California state Senator Mike McGuire, D-Healdsburg, right, talks to reporters at the Capitol in Sacramento, Calif., Aug. 28, 2023. California lawmakers on Wednesday, May 22, 2024, advanced more than a dozen bills aimed at cracking down on repeat shoplifters and car thieves, part of a new get-tough-on-crime strategy that seeks to address voter concerns while preserving progressive policies to keep people out of prison. (AP Photo/Rich Pedroncelli)

Large-scale thefts, in which groups of people brazenly rush into stores and take goods in plain sight, have reached a crisis level in the state, though the California Retailers Association said it’s challenging to quantify the issue because many stores don’t share their data.

The Bay Area and Los Angeles saw a steady increase in shoplifting between 2021 and 2022, according to a study of the latest crime data by the Public Policy Institute of California.
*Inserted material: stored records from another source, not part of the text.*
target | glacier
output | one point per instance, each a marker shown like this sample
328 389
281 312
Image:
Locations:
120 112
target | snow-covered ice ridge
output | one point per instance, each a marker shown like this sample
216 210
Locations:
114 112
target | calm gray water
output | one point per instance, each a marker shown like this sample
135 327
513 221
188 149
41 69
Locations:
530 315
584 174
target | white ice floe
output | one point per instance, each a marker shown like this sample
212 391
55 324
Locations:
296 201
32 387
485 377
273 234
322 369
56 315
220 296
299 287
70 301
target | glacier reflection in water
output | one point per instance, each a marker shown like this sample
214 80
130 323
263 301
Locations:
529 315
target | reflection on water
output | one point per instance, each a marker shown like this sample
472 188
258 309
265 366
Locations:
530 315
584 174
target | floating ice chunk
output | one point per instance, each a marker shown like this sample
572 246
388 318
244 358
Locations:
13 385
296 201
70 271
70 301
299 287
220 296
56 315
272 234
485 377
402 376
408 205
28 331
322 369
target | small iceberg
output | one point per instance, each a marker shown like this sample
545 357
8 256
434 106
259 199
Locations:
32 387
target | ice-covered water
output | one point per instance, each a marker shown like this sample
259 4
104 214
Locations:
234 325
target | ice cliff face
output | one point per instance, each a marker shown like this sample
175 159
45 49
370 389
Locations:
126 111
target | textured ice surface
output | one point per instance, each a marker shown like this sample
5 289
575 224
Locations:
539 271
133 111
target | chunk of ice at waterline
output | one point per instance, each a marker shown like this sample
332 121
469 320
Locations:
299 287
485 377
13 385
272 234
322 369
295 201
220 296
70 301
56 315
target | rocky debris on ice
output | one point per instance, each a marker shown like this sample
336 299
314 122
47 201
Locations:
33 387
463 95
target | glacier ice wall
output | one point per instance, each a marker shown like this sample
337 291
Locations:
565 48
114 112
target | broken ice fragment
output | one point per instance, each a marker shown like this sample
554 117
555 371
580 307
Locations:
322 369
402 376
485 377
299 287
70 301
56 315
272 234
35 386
Across the state, shoplifting rates rose during the same period but were still lower than the pre-pandemic levels in 2019, while commercial burglaries and robberies have become more prevalent in urban counties, according to the study.
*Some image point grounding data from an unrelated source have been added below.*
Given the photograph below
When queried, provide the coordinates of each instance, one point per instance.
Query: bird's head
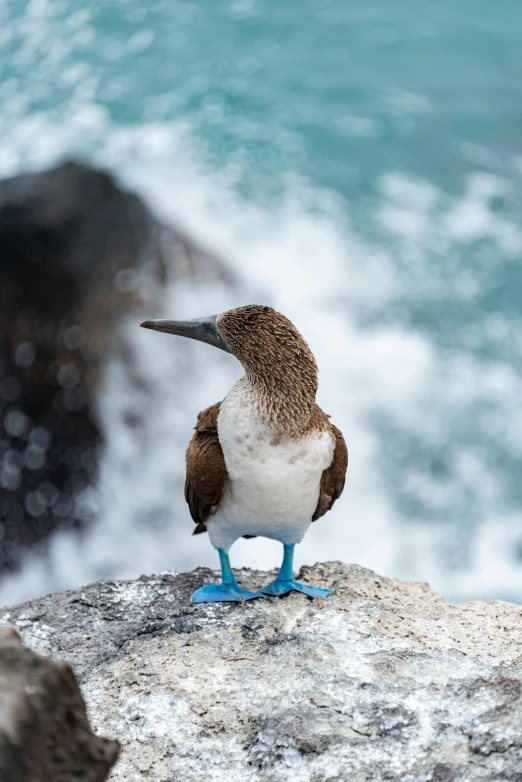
(273, 353)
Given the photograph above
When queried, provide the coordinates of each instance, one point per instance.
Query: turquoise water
(361, 162)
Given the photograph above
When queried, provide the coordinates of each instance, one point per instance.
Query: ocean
(359, 167)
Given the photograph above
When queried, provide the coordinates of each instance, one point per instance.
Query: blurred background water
(358, 165)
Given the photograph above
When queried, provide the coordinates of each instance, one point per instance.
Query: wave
(422, 498)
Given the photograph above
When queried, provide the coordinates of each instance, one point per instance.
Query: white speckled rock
(383, 681)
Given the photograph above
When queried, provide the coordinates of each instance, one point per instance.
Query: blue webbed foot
(281, 587)
(217, 593)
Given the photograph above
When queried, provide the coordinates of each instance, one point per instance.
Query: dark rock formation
(44, 732)
(382, 681)
(76, 254)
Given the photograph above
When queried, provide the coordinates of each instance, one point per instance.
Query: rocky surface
(384, 680)
(44, 732)
(77, 254)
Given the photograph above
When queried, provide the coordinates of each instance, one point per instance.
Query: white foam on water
(304, 258)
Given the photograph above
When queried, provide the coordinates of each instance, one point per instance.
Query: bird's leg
(228, 590)
(285, 580)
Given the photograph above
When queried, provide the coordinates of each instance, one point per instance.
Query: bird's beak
(202, 329)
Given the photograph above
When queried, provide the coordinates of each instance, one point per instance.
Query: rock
(44, 732)
(77, 253)
(384, 680)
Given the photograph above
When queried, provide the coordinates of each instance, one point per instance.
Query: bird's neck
(284, 401)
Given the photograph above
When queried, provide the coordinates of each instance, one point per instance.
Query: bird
(266, 460)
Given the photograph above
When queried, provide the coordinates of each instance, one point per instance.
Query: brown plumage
(206, 471)
(282, 370)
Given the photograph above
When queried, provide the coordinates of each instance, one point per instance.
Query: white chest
(273, 482)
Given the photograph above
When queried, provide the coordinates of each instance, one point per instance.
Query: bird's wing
(332, 481)
(206, 471)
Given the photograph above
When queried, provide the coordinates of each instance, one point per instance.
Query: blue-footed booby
(266, 461)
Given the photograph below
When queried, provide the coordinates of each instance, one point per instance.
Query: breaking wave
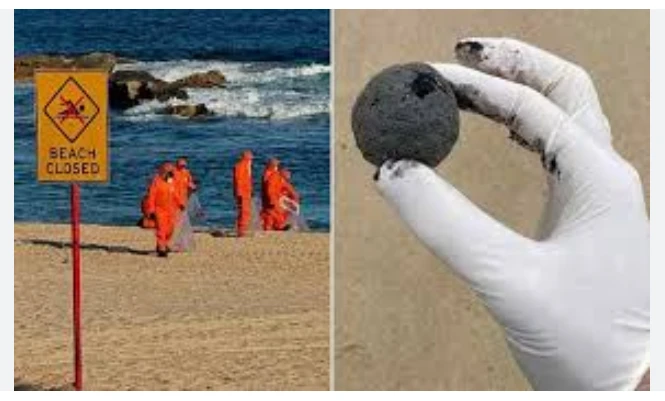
(264, 90)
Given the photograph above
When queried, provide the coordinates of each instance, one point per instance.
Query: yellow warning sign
(72, 125)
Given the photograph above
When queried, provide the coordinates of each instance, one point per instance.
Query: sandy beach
(403, 319)
(234, 314)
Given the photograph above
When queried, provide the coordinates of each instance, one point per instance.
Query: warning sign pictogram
(71, 109)
(72, 125)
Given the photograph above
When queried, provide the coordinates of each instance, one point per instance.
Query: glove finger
(475, 245)
(534, 121)
(564, 83)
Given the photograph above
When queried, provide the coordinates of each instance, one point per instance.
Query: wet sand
(241, 314)
(403, 320)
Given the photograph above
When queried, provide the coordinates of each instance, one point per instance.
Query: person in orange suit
(271, 167)
(163, 205)
(183, 180)
(242, 191)
(286, 191)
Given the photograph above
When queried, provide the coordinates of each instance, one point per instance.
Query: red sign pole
(76, 257)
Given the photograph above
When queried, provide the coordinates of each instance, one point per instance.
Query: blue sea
(276, 103)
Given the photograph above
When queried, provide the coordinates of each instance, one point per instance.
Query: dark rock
(129, 88)
(210, 79)
(24, 66)
(188, 110)
(406, 111)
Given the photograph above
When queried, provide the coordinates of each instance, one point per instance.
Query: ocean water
(276, 103)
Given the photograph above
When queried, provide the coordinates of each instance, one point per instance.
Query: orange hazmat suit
(164, 203)
(183, 180)
(242, 191)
Assembly lawmakers also advanced several other retail theft measures Wednesday, including a bill authored by Assembly Speaker Robert Rivas taking aim at professional theft rings. It would expand law enforcement’s authority to combine the value of goods stolen from different victims to impose harsher penalties and arrest people for shoplifting using video footage or witness statements. The measure also would create a new crime for those who sell or return stolen goods and mandate online sellers to maintain records proving the merchandise wasn’t stolen and require some retail businesses to report stolen goods data.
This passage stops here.